Plumber’s Nightmare Phase from Self-Assembly of Polylactide-Containing Asymmetric Triblock Terpolymers

Herein, a peculiar network phase, a plumber's nightmare phase, can be found from the self-assembly of triblock terpolymers, polyisoprene-block-polystyrene-block-poly(L-lactide) (PI-b-PS-b-PLLA) and polyisoprene-block-polystyrene-block-poly(D-lactide) (PI-b-PS-b-PDLA). Small-angle X-ray scattering (SAXS) and transmission electron microscopy (TEM) results suggest the formation of a cubic lattice structure with network morphology from the self-assembly of the triblock terpolymers. Reconstruction images (i.e., electron tomography results) from OsO₄ stained samples confirm the formation of PI network and scanning electron microscopy (SEM) results from templated synthesis with the replacement of polylactide by Ni assure the formation of polylactide network, suggesting the formation of an alternating primitive phase (P^A) composed of two interpenetrating six-strut networks. Notably, the primitive phase from the self-assembly of diblock copolymers is commonly thermodynamically metastable due to high packing frustration.
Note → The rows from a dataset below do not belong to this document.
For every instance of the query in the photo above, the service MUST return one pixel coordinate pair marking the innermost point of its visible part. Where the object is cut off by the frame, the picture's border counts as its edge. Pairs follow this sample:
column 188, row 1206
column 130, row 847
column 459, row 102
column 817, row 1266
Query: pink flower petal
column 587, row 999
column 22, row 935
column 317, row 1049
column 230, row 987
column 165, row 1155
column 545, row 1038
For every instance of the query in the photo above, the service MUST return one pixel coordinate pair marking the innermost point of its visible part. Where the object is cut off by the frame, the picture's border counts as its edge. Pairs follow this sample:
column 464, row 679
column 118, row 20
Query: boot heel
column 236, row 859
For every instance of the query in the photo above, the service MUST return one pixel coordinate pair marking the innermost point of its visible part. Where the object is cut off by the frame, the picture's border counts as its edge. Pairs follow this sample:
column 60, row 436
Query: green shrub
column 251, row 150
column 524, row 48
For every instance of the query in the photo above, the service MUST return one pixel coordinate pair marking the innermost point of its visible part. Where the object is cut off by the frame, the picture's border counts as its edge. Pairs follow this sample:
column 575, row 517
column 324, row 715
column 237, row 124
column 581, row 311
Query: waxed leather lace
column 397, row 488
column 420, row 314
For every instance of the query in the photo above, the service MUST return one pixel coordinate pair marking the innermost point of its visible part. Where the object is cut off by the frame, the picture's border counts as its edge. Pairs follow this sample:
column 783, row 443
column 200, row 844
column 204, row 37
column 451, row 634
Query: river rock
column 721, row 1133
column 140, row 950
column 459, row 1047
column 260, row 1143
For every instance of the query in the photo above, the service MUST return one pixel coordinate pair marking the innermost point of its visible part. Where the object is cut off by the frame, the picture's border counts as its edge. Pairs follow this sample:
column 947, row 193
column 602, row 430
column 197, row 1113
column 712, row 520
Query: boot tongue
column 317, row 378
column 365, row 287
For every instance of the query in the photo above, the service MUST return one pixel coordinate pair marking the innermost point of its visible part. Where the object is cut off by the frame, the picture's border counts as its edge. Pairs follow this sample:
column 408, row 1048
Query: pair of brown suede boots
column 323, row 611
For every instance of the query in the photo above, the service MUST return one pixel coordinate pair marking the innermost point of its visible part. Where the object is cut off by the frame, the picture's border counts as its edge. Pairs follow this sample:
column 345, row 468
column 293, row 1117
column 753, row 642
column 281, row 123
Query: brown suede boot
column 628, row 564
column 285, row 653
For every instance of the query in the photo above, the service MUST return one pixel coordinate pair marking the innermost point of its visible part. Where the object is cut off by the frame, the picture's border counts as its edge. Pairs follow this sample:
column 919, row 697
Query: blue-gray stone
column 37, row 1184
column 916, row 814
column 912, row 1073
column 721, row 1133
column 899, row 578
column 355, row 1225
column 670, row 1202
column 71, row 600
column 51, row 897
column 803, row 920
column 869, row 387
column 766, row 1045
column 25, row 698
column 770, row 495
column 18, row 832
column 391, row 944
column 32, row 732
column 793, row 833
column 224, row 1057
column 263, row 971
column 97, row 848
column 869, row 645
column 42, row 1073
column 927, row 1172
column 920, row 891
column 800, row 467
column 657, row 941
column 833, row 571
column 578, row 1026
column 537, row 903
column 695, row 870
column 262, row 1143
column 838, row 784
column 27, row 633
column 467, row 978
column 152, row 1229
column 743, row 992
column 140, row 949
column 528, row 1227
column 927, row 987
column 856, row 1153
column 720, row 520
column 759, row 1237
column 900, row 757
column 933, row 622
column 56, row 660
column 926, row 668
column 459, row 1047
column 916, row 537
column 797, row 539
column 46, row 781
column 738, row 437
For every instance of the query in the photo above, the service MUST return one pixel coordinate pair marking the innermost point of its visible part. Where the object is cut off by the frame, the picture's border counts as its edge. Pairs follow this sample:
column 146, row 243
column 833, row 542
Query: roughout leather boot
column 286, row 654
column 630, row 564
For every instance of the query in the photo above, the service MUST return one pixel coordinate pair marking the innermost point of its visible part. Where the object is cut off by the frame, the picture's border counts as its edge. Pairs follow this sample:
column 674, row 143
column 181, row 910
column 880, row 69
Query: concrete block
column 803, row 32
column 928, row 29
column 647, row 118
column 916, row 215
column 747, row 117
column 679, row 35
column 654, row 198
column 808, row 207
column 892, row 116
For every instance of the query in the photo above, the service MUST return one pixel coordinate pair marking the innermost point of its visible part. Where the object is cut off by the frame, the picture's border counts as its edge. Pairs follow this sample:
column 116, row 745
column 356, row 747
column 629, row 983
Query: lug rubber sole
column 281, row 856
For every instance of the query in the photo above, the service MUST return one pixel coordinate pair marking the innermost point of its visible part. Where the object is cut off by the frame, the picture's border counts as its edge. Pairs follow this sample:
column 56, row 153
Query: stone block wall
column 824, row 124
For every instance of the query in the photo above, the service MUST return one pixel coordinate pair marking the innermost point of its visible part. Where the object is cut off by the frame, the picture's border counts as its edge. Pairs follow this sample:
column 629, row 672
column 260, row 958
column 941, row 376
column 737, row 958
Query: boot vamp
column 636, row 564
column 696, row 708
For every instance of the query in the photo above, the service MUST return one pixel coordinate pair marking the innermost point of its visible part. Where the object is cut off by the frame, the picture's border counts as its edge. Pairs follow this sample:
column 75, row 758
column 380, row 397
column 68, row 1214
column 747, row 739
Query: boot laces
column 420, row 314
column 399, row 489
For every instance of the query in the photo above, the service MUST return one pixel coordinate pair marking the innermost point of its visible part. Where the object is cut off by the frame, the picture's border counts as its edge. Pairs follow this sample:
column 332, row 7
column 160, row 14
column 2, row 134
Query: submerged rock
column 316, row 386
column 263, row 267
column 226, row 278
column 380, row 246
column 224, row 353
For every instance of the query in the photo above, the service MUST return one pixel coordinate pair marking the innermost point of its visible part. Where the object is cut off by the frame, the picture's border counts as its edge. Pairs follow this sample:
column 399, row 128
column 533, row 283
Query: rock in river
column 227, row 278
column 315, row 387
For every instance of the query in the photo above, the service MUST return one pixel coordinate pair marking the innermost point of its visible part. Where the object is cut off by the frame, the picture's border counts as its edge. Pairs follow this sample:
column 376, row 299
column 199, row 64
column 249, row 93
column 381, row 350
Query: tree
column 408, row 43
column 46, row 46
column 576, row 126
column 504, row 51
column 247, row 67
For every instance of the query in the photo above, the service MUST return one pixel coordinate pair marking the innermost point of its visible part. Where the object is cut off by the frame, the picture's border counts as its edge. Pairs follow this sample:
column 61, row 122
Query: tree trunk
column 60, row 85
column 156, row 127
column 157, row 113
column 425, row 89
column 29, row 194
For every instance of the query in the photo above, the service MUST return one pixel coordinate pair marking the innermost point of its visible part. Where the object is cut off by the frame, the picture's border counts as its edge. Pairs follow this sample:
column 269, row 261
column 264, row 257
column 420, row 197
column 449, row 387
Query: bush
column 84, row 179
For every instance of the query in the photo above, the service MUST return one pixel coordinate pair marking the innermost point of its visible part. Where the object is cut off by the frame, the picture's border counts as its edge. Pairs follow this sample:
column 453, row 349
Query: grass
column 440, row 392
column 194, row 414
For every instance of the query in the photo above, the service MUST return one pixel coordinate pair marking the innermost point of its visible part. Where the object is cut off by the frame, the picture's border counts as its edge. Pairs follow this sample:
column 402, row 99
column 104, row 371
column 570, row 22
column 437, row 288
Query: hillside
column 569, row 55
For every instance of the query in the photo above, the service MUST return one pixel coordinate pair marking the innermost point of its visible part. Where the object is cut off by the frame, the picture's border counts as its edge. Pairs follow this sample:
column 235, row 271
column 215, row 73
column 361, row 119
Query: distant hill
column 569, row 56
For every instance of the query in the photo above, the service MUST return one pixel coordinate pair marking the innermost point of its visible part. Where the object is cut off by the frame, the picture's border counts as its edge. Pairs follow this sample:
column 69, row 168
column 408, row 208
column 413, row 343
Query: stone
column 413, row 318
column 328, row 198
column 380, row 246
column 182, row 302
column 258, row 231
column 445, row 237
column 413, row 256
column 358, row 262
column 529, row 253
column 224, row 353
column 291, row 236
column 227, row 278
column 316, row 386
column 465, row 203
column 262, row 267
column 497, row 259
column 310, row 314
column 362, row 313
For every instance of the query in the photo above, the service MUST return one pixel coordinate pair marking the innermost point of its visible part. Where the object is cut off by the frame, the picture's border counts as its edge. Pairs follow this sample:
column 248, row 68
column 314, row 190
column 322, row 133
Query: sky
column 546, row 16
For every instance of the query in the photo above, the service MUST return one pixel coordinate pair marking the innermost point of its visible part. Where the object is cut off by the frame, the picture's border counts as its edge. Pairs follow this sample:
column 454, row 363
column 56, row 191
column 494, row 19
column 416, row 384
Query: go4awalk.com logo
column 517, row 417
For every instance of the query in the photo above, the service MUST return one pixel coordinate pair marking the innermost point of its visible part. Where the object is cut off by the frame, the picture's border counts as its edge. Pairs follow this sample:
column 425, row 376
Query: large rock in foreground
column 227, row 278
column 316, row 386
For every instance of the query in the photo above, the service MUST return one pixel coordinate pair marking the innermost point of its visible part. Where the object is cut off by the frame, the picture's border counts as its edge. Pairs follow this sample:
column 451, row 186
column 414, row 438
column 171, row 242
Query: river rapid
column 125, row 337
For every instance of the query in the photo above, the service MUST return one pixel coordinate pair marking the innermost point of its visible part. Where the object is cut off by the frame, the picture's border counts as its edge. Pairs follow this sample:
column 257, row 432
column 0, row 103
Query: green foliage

Theoretically, in the present triblock system with compositional asymmetry, the packing frustration can be partially relieved by the relatively high persistence lengths of both PI and polylactide blocks as compared to PS block (i.e., conformational asymmetry), giving stretched polymer chains toward network nodes. In contrast to chiral triblock terpolymers, achiral polyisoprene-block-polystyrene-block-poly(D,L-lactide) (PI-b-PS-b-PLA), also exhibits the formation of the P^A, reflecting that chirality should not play an important role. As a result, the formation of the thermodynamically stable P^A phase is mainly governed by the combined effects of compositional asymmetry and conformational asymmetry in the triblock terpolymers.